El señor Peres, como pasó a llamarse desde las primeras etapas de su carrera política, no fue inicialmente uno de los campeones de la paz. Más bien pudo ser un ejemplo de metamorfosis de halcón que se fue convirtiendo en paloma, pues sus primeras misiones tuvieron que ver con el fortalecimiento de la defensa del naciente Estado. Y fue tal vez su conocimiento de los peligros de la guerra lo que le llevó a comprender la importancia de construir caminos de entendimiento con los árabes, y en particular con los palestinos, cuyo derecho a formar su propio Estado, en condiciones de una paz justa y duradera, defendió contra muchos obstáculos, al punto de impulsar el Acuerdo de Oslo, orientado a conseguir ese objetivo, que le mereció en 1994 el Premio Nobel de la Paz.

La actividad política de Shimon Peres cambió de rumbo en no pocas ocasiones. Para algunos obraba como el navegante que sabe cambiar de ritmo y girar el timón a tiempo para llegar a buen puerto.
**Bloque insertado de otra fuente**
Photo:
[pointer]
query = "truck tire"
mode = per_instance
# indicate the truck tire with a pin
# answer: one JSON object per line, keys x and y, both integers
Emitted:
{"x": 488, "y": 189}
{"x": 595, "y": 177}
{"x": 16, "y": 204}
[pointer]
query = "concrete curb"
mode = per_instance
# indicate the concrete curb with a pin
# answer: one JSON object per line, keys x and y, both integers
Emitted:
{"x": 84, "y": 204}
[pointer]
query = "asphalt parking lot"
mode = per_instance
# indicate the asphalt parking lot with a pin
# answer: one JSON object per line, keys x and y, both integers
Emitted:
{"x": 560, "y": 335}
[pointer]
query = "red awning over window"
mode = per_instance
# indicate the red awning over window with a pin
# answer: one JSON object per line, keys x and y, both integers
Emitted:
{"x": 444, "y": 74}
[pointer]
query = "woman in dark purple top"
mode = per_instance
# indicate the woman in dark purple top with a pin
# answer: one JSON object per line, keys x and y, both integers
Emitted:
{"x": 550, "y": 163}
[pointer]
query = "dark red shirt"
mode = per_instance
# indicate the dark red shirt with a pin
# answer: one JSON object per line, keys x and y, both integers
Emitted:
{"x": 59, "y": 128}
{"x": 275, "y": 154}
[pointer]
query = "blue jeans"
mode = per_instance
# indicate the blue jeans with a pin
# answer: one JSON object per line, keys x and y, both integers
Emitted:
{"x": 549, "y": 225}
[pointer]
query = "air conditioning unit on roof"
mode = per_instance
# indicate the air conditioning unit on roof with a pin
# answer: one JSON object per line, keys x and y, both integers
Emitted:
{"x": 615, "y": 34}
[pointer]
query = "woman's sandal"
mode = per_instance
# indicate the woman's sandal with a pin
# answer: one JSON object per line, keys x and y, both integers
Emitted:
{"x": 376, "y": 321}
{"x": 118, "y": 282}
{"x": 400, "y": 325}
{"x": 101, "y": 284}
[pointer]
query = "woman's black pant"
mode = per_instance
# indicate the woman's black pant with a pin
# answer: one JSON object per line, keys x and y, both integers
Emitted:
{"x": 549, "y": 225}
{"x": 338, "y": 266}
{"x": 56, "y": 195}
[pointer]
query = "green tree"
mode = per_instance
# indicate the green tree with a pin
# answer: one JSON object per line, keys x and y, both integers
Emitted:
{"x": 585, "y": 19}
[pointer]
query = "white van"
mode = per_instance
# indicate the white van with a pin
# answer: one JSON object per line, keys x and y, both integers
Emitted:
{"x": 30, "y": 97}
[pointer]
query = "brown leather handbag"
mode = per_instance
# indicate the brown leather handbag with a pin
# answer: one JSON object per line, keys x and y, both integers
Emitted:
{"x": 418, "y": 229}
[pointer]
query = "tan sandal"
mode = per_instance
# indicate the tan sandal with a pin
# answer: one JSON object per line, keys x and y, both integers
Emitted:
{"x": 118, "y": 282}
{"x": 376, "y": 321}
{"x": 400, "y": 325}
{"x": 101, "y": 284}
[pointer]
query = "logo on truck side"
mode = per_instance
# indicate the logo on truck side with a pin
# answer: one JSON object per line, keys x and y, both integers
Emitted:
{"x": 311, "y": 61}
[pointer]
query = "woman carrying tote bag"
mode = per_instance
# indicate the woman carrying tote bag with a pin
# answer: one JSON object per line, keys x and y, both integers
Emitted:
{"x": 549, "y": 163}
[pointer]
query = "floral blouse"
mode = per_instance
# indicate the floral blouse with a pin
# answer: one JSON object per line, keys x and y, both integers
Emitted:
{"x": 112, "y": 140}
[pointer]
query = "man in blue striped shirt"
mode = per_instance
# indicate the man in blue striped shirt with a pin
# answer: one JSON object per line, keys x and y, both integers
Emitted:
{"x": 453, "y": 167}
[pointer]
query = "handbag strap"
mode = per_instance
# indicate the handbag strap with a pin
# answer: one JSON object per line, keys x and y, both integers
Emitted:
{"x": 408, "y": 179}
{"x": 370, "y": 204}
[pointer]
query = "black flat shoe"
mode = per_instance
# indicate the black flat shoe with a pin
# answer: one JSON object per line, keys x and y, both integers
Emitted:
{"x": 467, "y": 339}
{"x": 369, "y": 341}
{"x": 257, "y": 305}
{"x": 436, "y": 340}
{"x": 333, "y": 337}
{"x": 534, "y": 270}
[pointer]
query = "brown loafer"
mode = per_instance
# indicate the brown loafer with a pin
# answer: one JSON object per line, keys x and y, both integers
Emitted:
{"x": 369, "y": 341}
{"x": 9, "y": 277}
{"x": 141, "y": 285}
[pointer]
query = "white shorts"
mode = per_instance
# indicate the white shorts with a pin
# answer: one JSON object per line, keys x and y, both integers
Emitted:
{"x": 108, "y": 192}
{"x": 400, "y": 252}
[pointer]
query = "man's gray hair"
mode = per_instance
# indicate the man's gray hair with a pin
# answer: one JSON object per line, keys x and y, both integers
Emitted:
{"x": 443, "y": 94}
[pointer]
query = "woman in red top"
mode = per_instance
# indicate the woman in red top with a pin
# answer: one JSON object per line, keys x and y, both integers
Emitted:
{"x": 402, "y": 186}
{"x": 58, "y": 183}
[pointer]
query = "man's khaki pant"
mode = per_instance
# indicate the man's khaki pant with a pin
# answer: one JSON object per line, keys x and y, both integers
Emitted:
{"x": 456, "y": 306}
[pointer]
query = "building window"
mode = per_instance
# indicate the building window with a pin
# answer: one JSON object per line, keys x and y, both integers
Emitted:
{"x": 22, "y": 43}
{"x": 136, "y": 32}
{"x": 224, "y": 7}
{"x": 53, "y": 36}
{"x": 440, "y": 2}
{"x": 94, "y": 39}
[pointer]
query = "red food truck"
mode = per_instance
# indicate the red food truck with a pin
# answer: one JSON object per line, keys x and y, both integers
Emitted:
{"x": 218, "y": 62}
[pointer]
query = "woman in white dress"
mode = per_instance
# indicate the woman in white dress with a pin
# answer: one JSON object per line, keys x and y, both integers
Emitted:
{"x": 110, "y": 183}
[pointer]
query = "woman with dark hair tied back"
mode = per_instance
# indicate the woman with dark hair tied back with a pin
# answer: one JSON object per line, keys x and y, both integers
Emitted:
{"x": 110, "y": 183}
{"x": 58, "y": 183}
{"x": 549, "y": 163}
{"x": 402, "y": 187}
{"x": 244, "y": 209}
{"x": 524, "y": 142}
Para otros sufría del síndrome de quienes creen encarnar la condición de intérpretes máximos, cuando no únicos, de la carta de navegación de su país, de manera que se creen indispensables y tienen que estar a toda costa en el gobierno, para que la nave no quede, sin ellos, a la deriva, aunque cambien de opinión y sean en un momento campeones de una causa y más tarde de otra, muy diferente.

Tal vez por eso nunca fue fácil comprenderlo, y no llegó a tener tras de sí, como se pudiera pensar desde el exterior, la aprobación suprema e incondicional de su pueblo. Por el contrario, jamás obtuvo una victoria apabullante al interior de la compleja competencia política israelí. De cinco elecciones generales en las que se presentó como líder laborista, entre 1977 y 1996, solo en la de 1984 llegó al poder, pero compartido con su oponente Yitzhak Shamir. En suma, desde la década del cuarenta hasta su retiro en 2014, además de sus servicios en el sector de la defensa, fue casi todo el tiempo miembro del parlamento, la Knesset, dos veces primer ministro y dos encargado de la jefatura del gobierno, dirigió la diplomacia israelí y solamente estuvo tres meses por fuera del ejercicio de funciones públicas.

Justamente a punta de estar presente por largos años en la vida pública, y de dar la sensación de que siempre estaría ahí, Shimon Peres se fue convirtiendo, poco a poco, en uno de los faros que toda nación necesita, referente y guía, símbolo ante el mundo, no exento de yerros propios de la condición humana, pero sabio en sus consejos y prudente en su forma de actuar. Por todo eso, y para envidia de los que mueren en el olvido, o padecen de odio y frustración incurables, sus compatriotas lo pusieron, en la cumbre de sus años, en la presidencia del Estado que vio fundar; para retirarse casi nonagenario, después de haber demostrado que hay políticos que hacen lo que pueden, de la mejor buena fe, y al cabo de los años merecen el reconocimiento por un pasado que les reviste de autoridad.

Al apreciar su vida, con ocasión del espectáculo de su funeral, queda claro una vez más que los líderes políticos no son más que portadores de antorchas, que tienen limitados su tiempo y su distancia, que por haber sido protagónicos dejan un vacío ostensible cuando se hace evidente que no estarían presentes para siempre, y también que cuando se vuelve a mirar hacia el lugar que llegaron a ocupar es inevitable pensar en lo que dejaron de hacer. En este caso el cumplimiento cabal del pacto que le mereció el Nobel, que a estas horas debería estar reflejado no solo en la coexistencia, sino en la cooperación armoniosa y amigable del Estado de Israel con un Estado Palestino floreciente y en paz.